The American Civil Liberties Union and DeKalb County, Georgia, announced a settlement in a federal lawsuit that alleged that probation practices resulted in the jailing of people unable to pay court-ordered fines in traffic cases. The agreement includes policy changes that could serve as a model in Georgia and across the country.
The case, Thompson v. DeKalb County, was filed in U.S. District Court in Atlanta. The lawsuit was filed in January on behalf of Kevin Thompson, a teenager who claims he was jailed in DeKalb County because he could not afford to pay court fines and probation fees stemming from a traffic ticket. The ACLU charged that Thompson's constitutional rights to counsel and an indigency hearing were violated. Rogers & Hardin LLP, the ACLU of Georgia, and Southern Center for Human Rights were co-counsel for the plaintiff.
Under the settlement, DeKalb County and the other defendants denied liability to Thompson, but the Chief Judge of the DeKalb County Recorder’s Court agreed to take measures to protect the rights of people who cannot afford to make fine and fee payments required as a condition of probation for traffic and other misdemeanor offenses. The measures include:
- Adoption of a “bench card” that provides judges instructions to avoid sending people to jail because they owe court fines and are unable to pay. The card lists the legal alternatives to jail and outlines the procedure for determining someone’s ability to pay. It also instructs judges on how to protect people’s right to counsel in probation revocation proceedings.

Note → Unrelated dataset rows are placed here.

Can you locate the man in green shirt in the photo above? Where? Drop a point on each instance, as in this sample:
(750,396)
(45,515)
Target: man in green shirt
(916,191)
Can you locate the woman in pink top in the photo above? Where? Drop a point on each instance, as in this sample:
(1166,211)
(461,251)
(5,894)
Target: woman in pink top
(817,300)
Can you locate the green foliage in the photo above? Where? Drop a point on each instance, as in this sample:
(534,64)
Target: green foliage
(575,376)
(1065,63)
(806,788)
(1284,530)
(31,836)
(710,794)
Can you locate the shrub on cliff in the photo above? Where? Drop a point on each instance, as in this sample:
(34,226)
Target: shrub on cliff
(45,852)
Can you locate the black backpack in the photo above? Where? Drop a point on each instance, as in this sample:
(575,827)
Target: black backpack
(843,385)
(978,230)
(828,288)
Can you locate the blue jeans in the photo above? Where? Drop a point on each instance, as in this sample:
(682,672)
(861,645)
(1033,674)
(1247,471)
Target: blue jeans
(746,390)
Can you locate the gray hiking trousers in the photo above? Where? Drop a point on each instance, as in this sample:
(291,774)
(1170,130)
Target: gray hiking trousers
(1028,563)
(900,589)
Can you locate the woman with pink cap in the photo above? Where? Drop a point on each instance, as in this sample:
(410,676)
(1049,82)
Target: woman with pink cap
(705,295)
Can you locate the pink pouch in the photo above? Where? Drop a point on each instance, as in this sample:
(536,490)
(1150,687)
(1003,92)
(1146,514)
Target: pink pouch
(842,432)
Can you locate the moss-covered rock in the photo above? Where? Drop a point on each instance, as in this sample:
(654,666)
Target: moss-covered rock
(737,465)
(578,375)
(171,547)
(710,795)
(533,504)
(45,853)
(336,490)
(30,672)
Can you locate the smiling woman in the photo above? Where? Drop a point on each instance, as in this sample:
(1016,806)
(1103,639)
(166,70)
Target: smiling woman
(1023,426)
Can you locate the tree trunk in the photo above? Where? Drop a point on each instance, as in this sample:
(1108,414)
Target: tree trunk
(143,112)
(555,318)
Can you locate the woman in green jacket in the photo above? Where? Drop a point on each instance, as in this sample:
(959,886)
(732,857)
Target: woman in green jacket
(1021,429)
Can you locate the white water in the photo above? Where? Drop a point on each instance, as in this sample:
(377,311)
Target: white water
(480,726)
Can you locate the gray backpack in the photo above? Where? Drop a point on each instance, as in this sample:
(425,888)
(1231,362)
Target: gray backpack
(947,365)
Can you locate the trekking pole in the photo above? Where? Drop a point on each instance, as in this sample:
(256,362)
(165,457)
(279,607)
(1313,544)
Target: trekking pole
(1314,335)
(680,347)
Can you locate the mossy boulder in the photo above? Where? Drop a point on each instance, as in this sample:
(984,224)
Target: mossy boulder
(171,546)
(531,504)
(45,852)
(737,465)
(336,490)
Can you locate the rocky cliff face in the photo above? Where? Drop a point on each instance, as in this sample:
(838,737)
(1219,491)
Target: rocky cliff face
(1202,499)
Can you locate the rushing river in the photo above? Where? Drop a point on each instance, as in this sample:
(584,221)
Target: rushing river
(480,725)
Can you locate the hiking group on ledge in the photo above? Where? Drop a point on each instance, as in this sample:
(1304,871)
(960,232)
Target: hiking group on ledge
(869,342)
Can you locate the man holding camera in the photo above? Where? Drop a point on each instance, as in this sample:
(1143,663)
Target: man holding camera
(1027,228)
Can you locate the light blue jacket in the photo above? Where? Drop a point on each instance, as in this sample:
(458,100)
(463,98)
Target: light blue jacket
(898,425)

- Training and guidance to Recorder’s Court personnel involved in misdemeanor probation on probationers’ right to counsel in revocation proceedings and right to an indigency hearing before jailing for failure to pay fines and fees.
- Revision of forms to let people charged with probation violation know of their right to court-appointed counsel in probation revocation proceedings, and their right to request a waiver of any public defender fees they cannot afford.
The settlement also provides for a monetary payment to Mr. Thompson and his legal counsel.